The Trap by James Goldsmith
My rating: 4 of 5 stars
“Sir James Michael “Jimmy” Goldsmith was an Anglo-French billionaire financier. Towards the end of his life, he became a magazine publisher and a politician. In 1994, he was elected to represent France as a Member of the European Parliament and he subsequently founded the short-lived eurosceptic Referendum Party in Britain. He was known for his polyamorous romantic relationships and for the various children he fathered with his wives and girlfriends.”
This was the author of this book written in 1993-4. He clearly can’t have been a leftist, marxist or “liberal”; at least that’s how our presumption would go. I for one was confused about Mr. Goldsmith’s political identity after reading his book. He goes over what the potential dangers of globalisation looked like 20 years ago, after the fall of the USSR when Fukuyama’s End Of History seemed like it might have been rather spot-on. Now of course we know that history didn’t end and that globalisation was a real phantom menace, but back it wasn’t yet the concrete everyday reality of 2013. And you most certainly wouldn’t have expected a “billionaire financier” to lean that way.
Basically, this rich guy predicted: the crisis of the European South 8 years before even the introduction of the Euro; the inevitability of unemployment, recession and austerity when the world had to competing with the ocean of cheap labour that is Asia; the dangers of monocultures and GMO mega-corporations like Monsanto; even the dead-end that is nuclear power, among other things. Unexpectedly, for me at least, he doesn’t even touch neoliberalist ideas in the book and uses very lucid and clearly-constructed arguments to demonstrate that the path humanity, or at least its more powerful chunk, has chosen, is basically wrong.
His predictions were logic-driven. They were there in 1993, just like they are there today. If no-one listened back then they might be excused. But there is no excuse today for not listening.

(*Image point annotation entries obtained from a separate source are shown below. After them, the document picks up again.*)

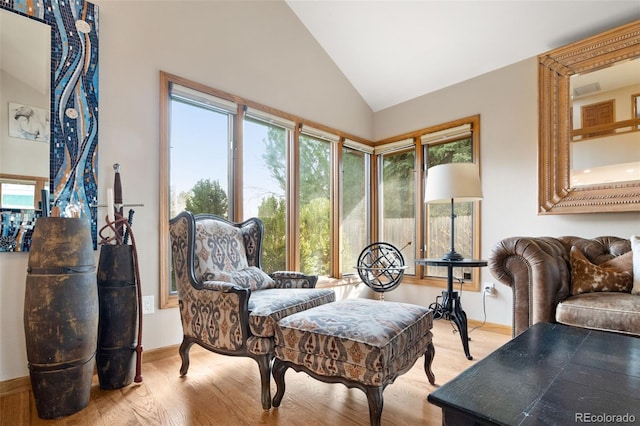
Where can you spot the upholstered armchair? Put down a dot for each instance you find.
(228, 305)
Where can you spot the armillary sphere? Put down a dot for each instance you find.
(381, 267)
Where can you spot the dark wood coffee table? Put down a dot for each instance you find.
(551, 374)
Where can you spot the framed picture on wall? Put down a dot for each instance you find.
(28, 122)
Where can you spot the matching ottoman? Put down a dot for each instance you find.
(360, 343)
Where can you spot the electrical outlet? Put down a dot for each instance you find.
(147, 305)
(489, 289)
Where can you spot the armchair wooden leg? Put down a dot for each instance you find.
(279, 368)
(184, 354)
(264, 363)
(428, 359)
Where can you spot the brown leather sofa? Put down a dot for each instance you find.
(538, 269)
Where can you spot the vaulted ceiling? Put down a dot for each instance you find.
(396, 50)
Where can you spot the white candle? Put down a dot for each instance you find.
(110, 204)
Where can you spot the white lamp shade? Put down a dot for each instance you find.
(460, 181)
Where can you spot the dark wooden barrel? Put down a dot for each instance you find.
(117, 298)
(61, 315)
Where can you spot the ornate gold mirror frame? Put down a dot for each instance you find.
(555, 193)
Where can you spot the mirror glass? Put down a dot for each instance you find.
(25, 96)
(605, 145)
(589, 125)
(25, 69)
(48, 144)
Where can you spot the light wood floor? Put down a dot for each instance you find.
(223, 390)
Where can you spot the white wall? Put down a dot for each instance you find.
(257, 50)
(506, 100)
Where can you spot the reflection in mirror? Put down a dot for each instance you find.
(569, 138)
(605, 143)
(25, 70)
(71, 103)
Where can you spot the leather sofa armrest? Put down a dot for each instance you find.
(537, 270)
(290, 279)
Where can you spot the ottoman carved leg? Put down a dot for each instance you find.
(187, 342)
(264, 364)
(278, 370)
(374, 397)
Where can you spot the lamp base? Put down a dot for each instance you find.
(452, 255)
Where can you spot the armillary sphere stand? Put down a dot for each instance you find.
(381, 267)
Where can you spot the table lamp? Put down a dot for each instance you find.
(446, 182)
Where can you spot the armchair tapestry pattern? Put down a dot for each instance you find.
(228, 305)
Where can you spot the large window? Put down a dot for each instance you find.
(315, 205)
(201, 137)
(355, 208)
(456, 143)
(397, 201)
(422, 230)
(238, 159)
(265, 186)
(311, 186)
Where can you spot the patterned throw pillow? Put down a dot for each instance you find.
(252, 277)
(613, 275)
(221, 256)
(219, 248)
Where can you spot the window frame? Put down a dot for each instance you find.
(419, 278)
(258, 111)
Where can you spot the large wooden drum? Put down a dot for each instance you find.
(61, 315)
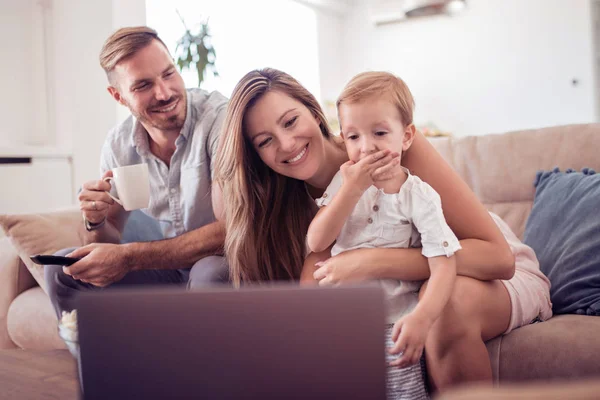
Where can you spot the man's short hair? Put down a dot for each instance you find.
(123, 44)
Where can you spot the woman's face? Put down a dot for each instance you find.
(286, 135)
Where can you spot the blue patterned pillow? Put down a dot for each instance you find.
(564, 231)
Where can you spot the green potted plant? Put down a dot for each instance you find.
(195, 51)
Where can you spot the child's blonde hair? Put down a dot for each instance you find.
(376, 83)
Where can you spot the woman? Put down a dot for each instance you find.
(277, 154)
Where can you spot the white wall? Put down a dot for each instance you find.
(84, 111)
(18, 73)
(500, 65)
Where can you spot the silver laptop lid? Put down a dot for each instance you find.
(255, 343)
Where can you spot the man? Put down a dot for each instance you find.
(175, 132)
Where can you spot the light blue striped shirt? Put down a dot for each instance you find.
(180, 198)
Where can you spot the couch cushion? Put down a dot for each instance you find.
(32, 322)
(564, 231)
(564, 347)
(500, 168)
(41, 234)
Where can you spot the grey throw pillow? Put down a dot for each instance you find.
(564, 231)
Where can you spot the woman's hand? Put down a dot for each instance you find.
(344, 268)
(409, 335)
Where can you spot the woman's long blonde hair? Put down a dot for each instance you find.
(266, 214)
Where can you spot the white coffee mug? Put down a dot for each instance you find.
(132, 184)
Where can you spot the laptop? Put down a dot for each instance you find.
(256, 343)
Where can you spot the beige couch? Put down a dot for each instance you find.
(499, 168)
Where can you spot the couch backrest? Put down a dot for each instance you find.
(501, 168)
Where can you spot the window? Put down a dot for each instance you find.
(246, 35)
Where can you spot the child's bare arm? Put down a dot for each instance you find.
(329, 221)
(308, 269)
(410, 332)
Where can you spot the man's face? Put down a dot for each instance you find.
(150, 86)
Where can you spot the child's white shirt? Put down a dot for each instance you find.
(396, 220)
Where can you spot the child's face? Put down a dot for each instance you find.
(372, 125)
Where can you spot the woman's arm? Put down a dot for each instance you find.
(409, 264)
(485, 253)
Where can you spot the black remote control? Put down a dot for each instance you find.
(53, 260)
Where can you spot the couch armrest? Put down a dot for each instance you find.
(14, 279)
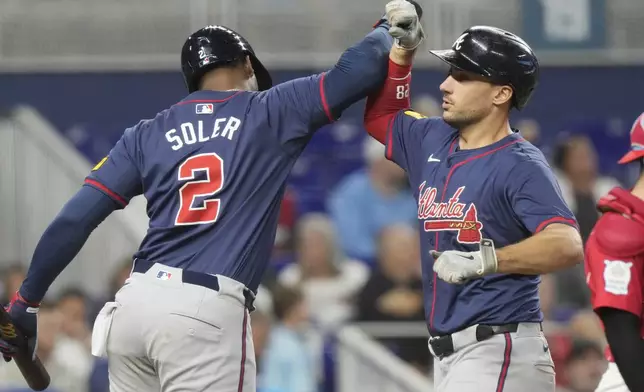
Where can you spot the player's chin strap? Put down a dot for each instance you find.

Following a strategy doomed to obvious failure is either extremely stupid or criminal -and I’m not buying that anyone making this much money off of the world can be that stupid…
The Trap showed me just how little the discussion has changed, how old false dilemmas have reared their ugly heads again and again, never failing to fool the masses anew and always succeeding to make the world a little bit of a worse place to live in. James Goldsmith wrote this book as a warning. Everything he was warning against has come true. Why should I think that the unseen rest of this huge trap hasn’t already been long prepared or perhaps even sprung?
Time will tell. Fortunately, my pessimistic side doesn’t usually get the best of me.
Kudos go to Dan Carlin for bringing this book to my attention (listen to this episode for a much better review and comparison of The Trap to the present situation than I could ever write) and my father who actually bought it when it first came out. I found it in his bookshelf; it’s apparently rather hard/expensive to find now.